In another medium bowl beat eggs lightly; stir in milk, oil, and vanilla. Add egg mixture all at once to the flour mixture. Stir just until moistened (batter should be slightly lumpy).
Add batter to a preheated, lightly greased waffle baker. Close lid quickly; do not open until done. Bake until steam no longer escapes. Makes 12-16 4-inch waffles or six 7-inch waffles.
Variations: Next time try folding one of the following into the batter: 1/2 c raisins or finely snipped dried fruit; 1/2 c fresh or frozen blueberries, raspberries, or blackberries; 1/2 c finely chopped nuts (toasted); 1/2 chopped banana; 1/2 c crumbled cooked bacon; 1/2 c shredded cheddar cheese; 1/4 c shredded coconut; 1/2 c miniature semisweet baking pieces.
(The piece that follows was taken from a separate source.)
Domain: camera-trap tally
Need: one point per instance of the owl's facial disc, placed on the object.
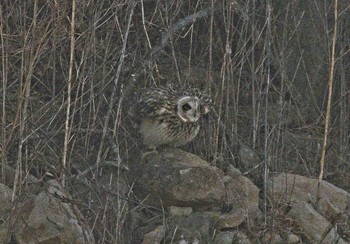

Buttermilk Waffles: Prepare as above, except reduce baking powder to 1 teaspoon and add 1/2 t baking soda. Substitute 2 c buttermilk or sour milk for the milk.
Cornmeal Waffles: Prepare as above, except decrease flour to 1 cup and add 1 cup cornmeal to the flour mixture. Serve with scrambled eggs, salsa, & shredded cheese on top.
Chocolate Waffles: Prepare as above, except decrease flour to 1 1/2 cups, increase sugar to 1/4 cup, and add 1/3 cup unsweetened cocoa powder to the flour mixture. Fold 1/4 c miniature semisweet chocolate pieces into batter. Serve with yogurt or whipped cream and berries on top.
Gingerbread Waffles: Prepare as above, except increase flour to 2 cups, omit the sugar, and add 1/2 teaspoon ground ginger, 1/2 teaspoon ground cinnamon, and 1/4 teaspoon ground cloves to the flour mixture. Add 2 Tablespoons molasses to the egg mixture.